Round workholding solutions

(Dylan) #1

Hey all, I’m looking for some good round workholding solutions. I’ve got some projects that will require some 2-sided machining of cylindrical stock and I’m brainstorming ways to center different size round stock on the machine repeatedly and use the Nomads center location as my zeroing point for X & Y.

After looking around it doesn’t look like there’s already a vise/chuck for this specifically, although maybe i’m not searching for the right keywords. I’m thinking of something like a lathe chuck that can be precisely mounted in the center of the nomad. Something like this but smaller and low profile enough to not take up the entire working area:

I’ll post what I can find here. Let me know if anyone else has found any alternative solutions.

(Phil Gorsuch) #2

I think you got the sticking point - low profile. Not sure what your accuracy requirements are, but a set of small V blocks in a low profile vice perhaps?

(Dylan) #3

Ya something like that could work. I ordered a super cheap mini lathe chuck to experiment with. We’ll see how it goes


A little more information about what the size of the stock, orientation, and so on, would help.

For example, if the stock is a disk 150mm in diameter and 30mm thick, the options will be different than if it is a 5mmdia rod 20mm long being mounted axis vertically, or a 10mm dia, 100mm long rod mounted axis horizontally.

Also, the final product matters, as if there are features being machined in (or than can be machined in and further machined later) that can be used for position and alignment, that is much easier than if the stock needs to be located as a featureless, mathematical cylinder.

(Alan Nicholson) #5

I wonder if a made up set of Cole Jaws would work. You would have to work out how to attach it to the baseplate but they are a lot lower profile than a normal lathe chuck.

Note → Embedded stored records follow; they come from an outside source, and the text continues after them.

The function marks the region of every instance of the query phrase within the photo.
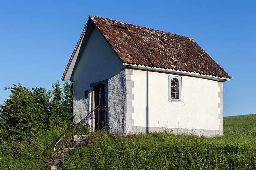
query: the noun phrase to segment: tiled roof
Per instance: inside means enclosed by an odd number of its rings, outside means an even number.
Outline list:
[[[90,15],[124,63],[231,78],[193,39]]]
[[[91,22],[126,64],[229,80],[232,78],[190,37],[90,15],[62,80],[66,79],[75,54],[87,31],[87,36],[89,36],[92,30],[88,23]]]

Another alternative would be a Longworth Chuck which you could make on the Shapeoko

Google is your friend for more info and there are plenty of DIY instructions out there

(Anthony Waltz) #6

Finally get to put my BFA in Ceramics to good use…

Look up the Giffin Grip. It’s a tool that is used to center leather hard pottery on the wheel for trimming, using the same principle as the Longworth chuck mentioned in the last replay. The product itself is way too big for a Nomad, but as you can see in this exploded parts diagram, it’s a fairly simple mechanism that could be designed & scaled down in CAD and machined with a Nomad. But, it’s very low profile and you can make the sliders whatever size or shape that fits your stock best. The Giffin Grip, as is, was not made with very tight tolerances as it was designed for a dusty, crusty working environment, but you can make your as tight as you want. Also, the Giffin Grip relies on friction and rotational inertia to stay closed. You will obviously need to have a sturdier locking mechanism than that.

(Dylan) #7

This will generally be used with cylindrical stock around 2 inched wide or less. The heights will vary, but the tricky part will be gettin precise re-alignment with double-sided machining.

(Dylan) #8

That giffin grip looks bizarre! Never seen one of those. Definitely worth looking into though. I imagine a super slim version out of metal with some tight tolerances could be fairly precise.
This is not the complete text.